Prof. Dr. RAINER MAUSFELD,

 *1949, emeritierter Professor für Allgemeine Psychologie an der Universität Kiel.




Als Wahrnehmungs- und Kognitionsforscher hat sich Professor Dr. Rainer Mausfeld mit den Strukturen und Konstellationen beschäftigt, auf deren Grundlage der menschliche Geist Perspektiven und Narrative erzeugt und den menschlichen Handlungen und Standpunkten Bedeutungen und Urteile zumißt. Ein weiterer Schwerpunkt seiner Arbeit war die kritische Auseinandersetzung mit den Methoden der ‚weißen Folter‘ (vgl. hier). In den letzten Jahren trat er hauptsächlich als Referent zu den Manipulationstechniken unserer „Elitendemokratie“ hervor.

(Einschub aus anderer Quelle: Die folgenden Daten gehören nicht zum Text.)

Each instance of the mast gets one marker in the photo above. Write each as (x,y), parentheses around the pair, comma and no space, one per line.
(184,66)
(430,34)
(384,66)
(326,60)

In seinem Buch „Warum schweigen die Lämmer? – Wie Elitendemokratie und Neoliberalismus unsere Gesellschaft und unsere Lebensgrundlagen zerstören“ (2018, Westend Verlag, Frankfurt), belegt Prof. Mausfeld, wie die ursprünglichen Begriffe von ‚Demokratie‘ und ‚Freiheit‘ in einer an George Orwell (vgl. „1984“) erinnernden Weise durch mediale Indoktrination verfälscht und korrumpiert werden. Die sogenannte repräsentative Demokratie ist nichts anderes als ein groteskes aber grandioses Theaterstück, das die Eliten, gedeckt und gesichert durch mafiöses politisches, juristisches und mediales Arrangement und finanzielle Bestechung, zu ihrer eigenen ‚Belustigung‘ dem Volk vorgaukeln. Sie ist lediglich eine „Wahloligarchie“, gründend auf eine Wahlfarce, und die ‚Freiheit‘ in ihr „lediglich die Macht des ökonomisch Mächtigen“. Die Machtsicherung der Herrschenden, wie auch die ihrer Diener und Schmarotzer, wird durch Transformation der Macht und der Manipulation des Bewußstseins aufrechterhalten: Die Macht, die hauptsächlich die Macht des Kapitals ist, wird „unsichtbar“ – durch Vorspielung und Vorspiegelung von Beteiligung, sowohl an der Macht als auch durch ‚demokratische Mitwirkung‘.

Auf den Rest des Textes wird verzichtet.